At work right now, one thing I’ve been working on is shifting my division to using blogs as an internal communication mechanism (vs. email, phone, etc.). I’ll write another post on the whylater, but for right now I wanted to share a simple graphic that I’ve been using to refute a common “push back” on adding blogs to one’s communication toolbox. The objection is that blogs just provide “another thing” that employees need to be on top of – an addition to phone, email, voicemail, etc.

typing Workblogging is not “more” work, just different

My refutation is that blogs don’t add to one’s workload (either writing them or reading) – they just change the venue in which that work takes place. The width of the column below represents 100% of your communications.

  1. Prior to email it was 100% phone-based (ignoring face to face, physical mail, etc. for simplicity’s sake).

  2. Sometime in the nineties, email will have spread through your workplace, shifting the venue of some portion of your communications away from the phone.
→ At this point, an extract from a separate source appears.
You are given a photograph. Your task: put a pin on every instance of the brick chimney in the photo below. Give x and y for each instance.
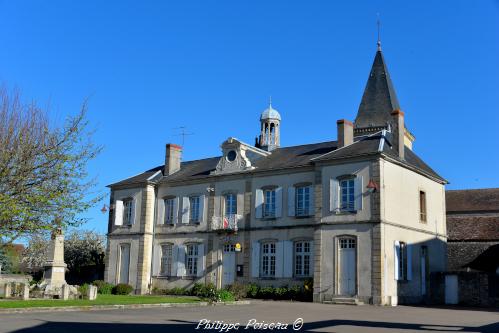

That portion has likely grown over time, and for many people, the transition is not yet complete.

  3. Now blogs will be carving out a slice of your communications too.

  4. Note: the width of the column doesn’t change – just how its divided up.

This is, of course, a gross simplification (the width of the column has changed over time, for example), but I think it communicates the basic point regardless: that adding blogs to an internal communication mix does not have to be looked at as an onerous addition to one’s existing workload – instead its a complimentary communication channel.